32ste vergadering
Dinsdag 12 juni 2001
13.30 uur
Voorzitter: Korthals Altes
Tegenwoordig zijn 71 leden, te weten:
Baarda, De Beer, Van de Beeten, Bemelmans-Videc, Van den Berg, De Blécourt-Maas,
De Boer, Boorsma, Braks, Van den Broek-Laman Trip, Van Bruchem, Castricum,
Dees, Doesburg, Dölle, Dupuis, Van Eekelen, Eversdijk, Ginjaar, Hessing,
Van Heukelum, Hofstede, Holdijk, Van den Hul-Omta, Jaarsma, De Jager, Jurgens,
Ketting, Kneppers-Heijnert, Kohnstamm, Korthals Altes, Van der Lans, Van Leeuwen,
Lemstra, Van der Linden, Lodders-Elfferich, Luijten, Lycklama à Nijeholt,
Meindertsma, Pastoor, Pitstra, Platvoet, Le Poole, Rabbinge, Rensema, Roscam
Abbing-Bos, Rosenthal, Ruers, Van Schijndel, Schoondergang-Horikx, Schuurman,
Schuyer, Stekelenburg, Stevens, Swenker, Tan, Terlouw, Van Thijn, Timmerman-Buck,
Varekamp, Ter Veld, Veling, De Vries, Van Vugt, Walsma, Werner, Woldring,
De Wolff, Wolfson, Wöltgens en Zwerver,
en de heer K.G. de Vries, minister van Binnenlandse Zaken en Koninkrijksrelaties.
De voorzitter:
Ik deel aan de Kamer mede, dat zijn ingekomen berichten van verhindering
van de leden:
Bierman, in verband met het huwelijk van zijn zoon;
Witteveen en Van Gennip, wegens verblijf buitenslands.
Deze berichten worden voor kennisgeving aangenomen.
De voorzitter:
Ingekomen is de volgende brief:
Den Haag, 5 juni 2001
Aan de voorzitter van de Eerste Kamer der Staten-Generaal,
Betreft: beëindiging van het lidmaatschap van de Eerste Kamer.
Beste Frits, beste medeleden,
Sommigen zullen het al in de media hebben vernomen, maar vanwege mijn
opvolging in de Tweede Kamer, zal ik de Senaat – met ingang van 12 juni –
gaan verlaten.
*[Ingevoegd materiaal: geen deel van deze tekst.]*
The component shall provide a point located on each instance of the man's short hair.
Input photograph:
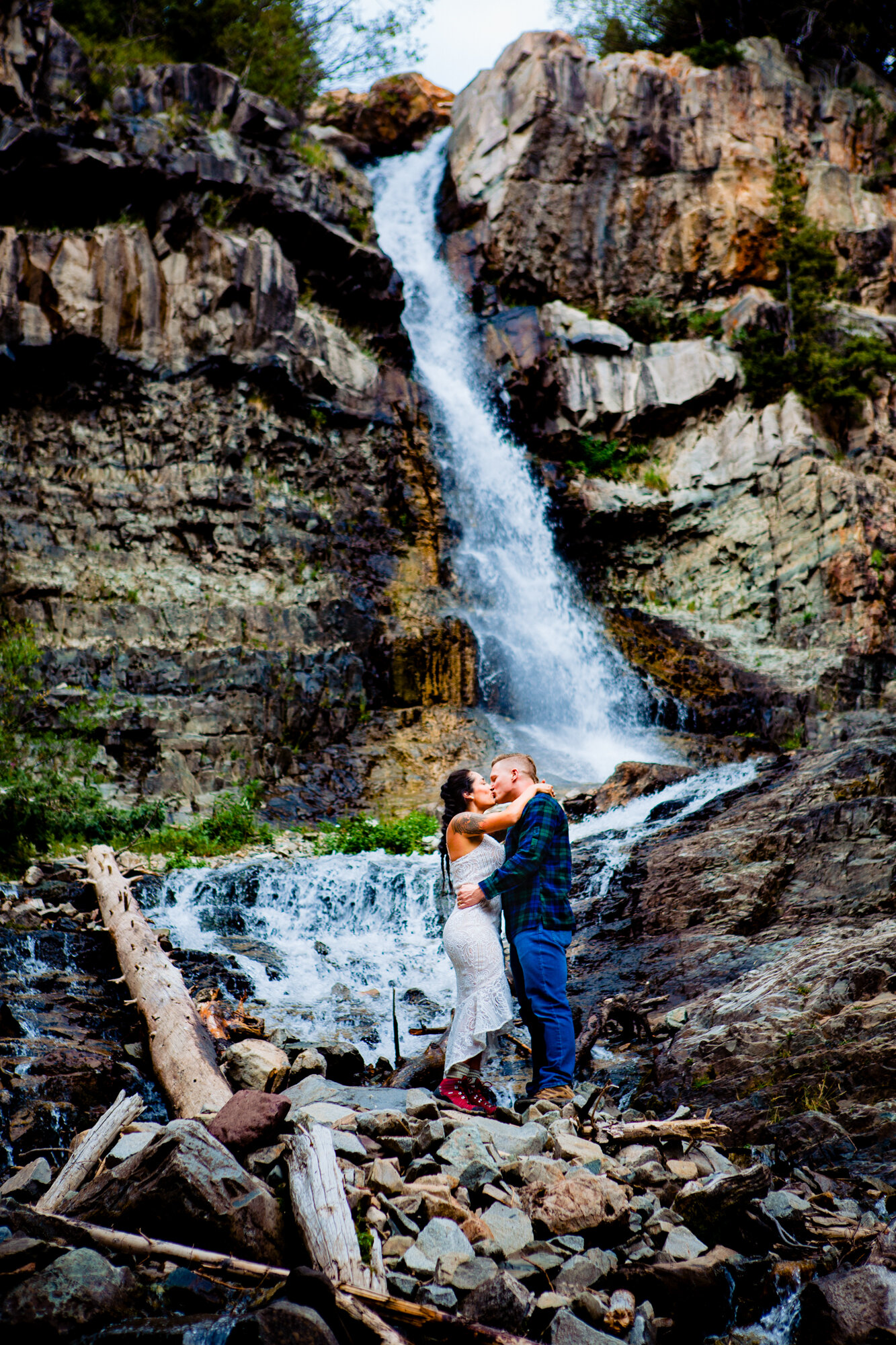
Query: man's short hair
(520, 762)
Mijn politieke activiteiten worden verplaatst naar de hectiek
van de overzijde. Hoewel ik het werk in de Eerste Kamer gedurende 10 jaar
met plezier en soms met de nodige hartstocht heb verricht en het aangename
werkklimaat zeker zal missen, moet me toch van het hart, dat slechts vrij
incidenteel mijn twijfels over het bestaansrecht van de Senaat konden worden
weggenomen. Maar ik blik positief terug op de 10-jarige periode van verdieping
en reflectie die het Eerste-Kamerlidmaatschap mij mogelijk maakte.
Met vriendelijke groet,
w.g. Tom Pitstra
Van deze brief is mededeling gedaan aan de voorzitter van het Centraal
stembureau voor de verkiezing van de leden van de Eerste Kamer der Staten-Generaal.
Ik stel voor, deze brief voor kennisgeving aan te nemen. Wij vernemen van
de fractie van GroenLinks nog wel of zich de mogelijkheid zal voordoen, afscheid
te nemen van het inmiddels oud-lid de heer Pitstra.
De voorzitter:
De overige ingekomen stukken staan op een lijst, die in de zaal ter inzage
ligt. Op die lijst heb ik voorstellen gedaan over de wijze van behandeling.
Als aan het einde van de vergadering daartegen geen bezwaren zijn ingekomen,
neem ik aan, dat de Kamer zich met de voorstellen heeft verenigd.
(Deze lijst is, met de lijst van besluiten, opgenomen aan het einde van
deze editie.)
De voorzitter:
Aangezien voor het voornemen tot het sluiten van uitvoeringsverdragen,
de verschillende verdragen die ter stilzwijgende goedkeuring zijn voorgelegd
en de algemene maatregelen van bestuur die zijn voorgehangen en gedrukt onder
de nrs. 23908 (R1519), nrs. 51 en 52, 27635, 27652, 27653, 27654, 27666 (R1680),
27667, 27668, 27671, 27684, 27688 (R1682), 27689 (R1683), 27690, 27694, 27727
en 27729 de termijn is verstreken, stel ik vast dat wat deze Kamer betreft
aan uitdrukkelijke goedkeuring van dit voornemen, deze verdragen en algemene
maatregelen van bestuur geen behoefte bestaat.